Fighting neighborhood blight - WMC Action News 5 - Memphis, Tennessee

Posted by: George Metaxas, 5/31/04, 5:04 p.m.

Fighting neighborhood blight

In a Target Five investigation you saw how many Memphis neighborhoods are fighting a losing battle against blight. But there's a new twist. We found one man fighting an up hill battle to do the right thing.

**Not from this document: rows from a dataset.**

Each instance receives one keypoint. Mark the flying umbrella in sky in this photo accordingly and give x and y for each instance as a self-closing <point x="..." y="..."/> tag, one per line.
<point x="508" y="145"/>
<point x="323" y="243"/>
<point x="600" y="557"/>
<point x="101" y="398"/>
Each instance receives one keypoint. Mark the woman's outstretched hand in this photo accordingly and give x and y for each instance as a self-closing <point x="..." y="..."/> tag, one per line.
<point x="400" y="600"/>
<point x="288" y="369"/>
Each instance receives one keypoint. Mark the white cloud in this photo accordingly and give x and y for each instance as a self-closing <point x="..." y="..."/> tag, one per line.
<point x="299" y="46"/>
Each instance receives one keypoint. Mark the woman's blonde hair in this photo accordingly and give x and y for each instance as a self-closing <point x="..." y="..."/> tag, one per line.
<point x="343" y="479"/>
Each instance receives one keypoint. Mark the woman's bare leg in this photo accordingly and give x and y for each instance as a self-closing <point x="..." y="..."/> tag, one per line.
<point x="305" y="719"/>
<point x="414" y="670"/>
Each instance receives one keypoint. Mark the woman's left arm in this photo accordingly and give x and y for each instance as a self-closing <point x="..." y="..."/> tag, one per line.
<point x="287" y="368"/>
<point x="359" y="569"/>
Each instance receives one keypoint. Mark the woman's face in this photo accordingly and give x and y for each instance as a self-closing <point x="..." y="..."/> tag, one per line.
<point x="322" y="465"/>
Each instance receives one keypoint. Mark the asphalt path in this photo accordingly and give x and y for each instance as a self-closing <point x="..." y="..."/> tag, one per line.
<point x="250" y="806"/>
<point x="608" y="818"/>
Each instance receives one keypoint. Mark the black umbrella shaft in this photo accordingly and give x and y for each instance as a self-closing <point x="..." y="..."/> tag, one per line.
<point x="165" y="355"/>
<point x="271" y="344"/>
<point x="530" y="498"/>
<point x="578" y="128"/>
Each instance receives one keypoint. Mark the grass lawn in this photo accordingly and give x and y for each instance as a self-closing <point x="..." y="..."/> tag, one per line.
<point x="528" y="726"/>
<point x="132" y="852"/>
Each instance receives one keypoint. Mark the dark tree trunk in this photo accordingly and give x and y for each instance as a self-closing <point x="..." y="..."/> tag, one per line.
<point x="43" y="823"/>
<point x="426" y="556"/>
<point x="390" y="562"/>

There's a sigh of frustration from Reggie Woods as he crawls through a kicked-in door to the home he inherited from his aunt. "I hate to see it in the shape that it's in." Vacant, trashed by trespassers, condemned by the city and now it's on a list to be torn down. "It has a lot of potential, it's part of the family and I would like to keep it." But so far getting the house back into shape has been an uphill battle. Vandals repeatedly break in. In the kitchen, they stole the cabinets and the counter-tops. The sink is gone along with all the hardware. The hot water heater is gone. They even ripped the wiring out of the wall, including wires that went to a now neutralized security system. "It seems like if the neighborhood wants it to be better, someone should put forth the effort when they see things going on, start calling the police." According to records, no one called Memphis police to report any break-ins at the Klondyke area home within the last month. But, it's hard for Woods to believe no one saw whoever walked out of the house with a toilet. The block's former president says most of her neighbors won't report the crime they see out of fear. Fannie Scruggs, Former Alma St. Block Pres. said, "They think somebody will get back at them, that's what they think." They are fears Memphis Police Director James Bolden says are unfounded, since tips to police remain anonymous. But there is another concern. Bolden said, "Unfortunately burglary isn't a high priority crime as far as the prosecution sometimes. You know sometimes people are picked up for burglary and may be out on probation in a very short period time." Then, they're back on the street able to commit the same crimes. But despite the latest string of crimes against his home, Woods says he's going to give fixing it up one more shot. "It's worth it too me." He's considering moving in until the rehab work is done.

To avoid becoming a target for burglars when renovating a home, police recommend installing security doors first and moving in fixtures and appliances last.